From Wikipedia, the free encyclopedia
Jump to: navigation, search
Drums from Gitega, Burundi

The karyenda is a traditional African drum. It was the main symbol of Burundi and its mwami (kings) and had semidivine status. The mwami was said to interpret the beatings of the karyenda into rules for the kingdom.

History[edit]

Flag of the Kingdom of Burundi with a karyenda in the middle.

When Burundi gained independence from Belgium in 1962, the karyenda was the symbol on the national flag and its coat of arms from 1962-1966.[1] It was replaced after the republic was established. Traditionally the most important folk songs and dances were performed to extol the virtues of the kingship. One big festival was the annual umuganuro (sorghum festival), which was a huge display of pomp, festivities, and dances for the royal court. Since the fall of the monarchy in 1966, and particularly after a massacre of Hutus in 1972, such cultural expressions have waned.
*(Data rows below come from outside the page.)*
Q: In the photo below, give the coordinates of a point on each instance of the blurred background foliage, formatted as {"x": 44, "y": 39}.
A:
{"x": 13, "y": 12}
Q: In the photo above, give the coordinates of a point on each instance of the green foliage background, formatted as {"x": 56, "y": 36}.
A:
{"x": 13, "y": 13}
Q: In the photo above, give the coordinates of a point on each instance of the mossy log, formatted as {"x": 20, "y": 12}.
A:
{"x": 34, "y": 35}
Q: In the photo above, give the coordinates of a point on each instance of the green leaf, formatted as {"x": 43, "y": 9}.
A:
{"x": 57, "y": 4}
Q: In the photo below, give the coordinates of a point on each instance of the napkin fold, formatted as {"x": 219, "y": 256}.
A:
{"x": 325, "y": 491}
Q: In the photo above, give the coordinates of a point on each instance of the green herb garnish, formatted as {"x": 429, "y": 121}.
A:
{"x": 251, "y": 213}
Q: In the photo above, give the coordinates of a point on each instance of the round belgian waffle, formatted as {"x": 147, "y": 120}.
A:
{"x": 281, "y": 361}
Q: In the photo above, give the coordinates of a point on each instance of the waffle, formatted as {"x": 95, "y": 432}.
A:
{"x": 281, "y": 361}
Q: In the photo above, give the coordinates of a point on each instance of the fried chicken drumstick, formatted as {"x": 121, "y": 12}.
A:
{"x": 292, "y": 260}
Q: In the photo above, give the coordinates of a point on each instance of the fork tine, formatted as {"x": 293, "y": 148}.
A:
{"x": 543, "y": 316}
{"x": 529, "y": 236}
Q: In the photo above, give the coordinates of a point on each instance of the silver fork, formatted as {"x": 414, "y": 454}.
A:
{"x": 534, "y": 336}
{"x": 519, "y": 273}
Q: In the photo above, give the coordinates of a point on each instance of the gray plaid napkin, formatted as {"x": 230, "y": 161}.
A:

The second most important drum was the rukinzo. It accompanied the mwami wherever he went.

The drums, despite all upheavals, have remained popular and are still revered. The old families who were wardens of the drums have tried to keep the ancient traditions alive. Some have an international outreach, such as the Royal Drummers of Burundi, or L. Ndoricimpa and C. Guillet, who recorded Les tambours du Burundi (The Drums of Burundi) in 1983.

Symbolism[edit]

As sacred objects, the drums were much more than simple musical instruments. They were used in rituals, such as the umuganuro, or for special circumstances. Major events for the king, such as royal coronations, funerals, and weddings were announced through the drums. The beating of the drums also signalled certain rites, such as when the mwami rose in the morning or retired in the evening.

Drums had various names, such as "dispenser of peace" or "lady of the land".

Sanctuaries[edit]

The drums were normally kept in drum sanctuaries. These were a tight network of high places, as well as centres of political and religious power in pre-colonial Burundi. The sanctuaries were guarded mainly by Hutu families, who were the only ones the king allowed to manufacture, play, and keep the drums or bring them to court for an occasion. They were called abatimbo, which is Rundi for drummers "who hit hard". A sacred drum was enthroned in each sanctuary and guarded by attendants. There were also ingendanyi (minor drums), and a set of drums that were played with the main drums.

Some of the main sanctuaries for the drums were: Gishora Hill, near Gitega; Higiro Hill, also near Gitega; Magamba Hill; and Banga.

References[edit]

  1. ^ Guide to the Flags of the World by Mauro Talocci, revised and updated by Whitney Smith (ISBN 0-688-01141-1), p. 153.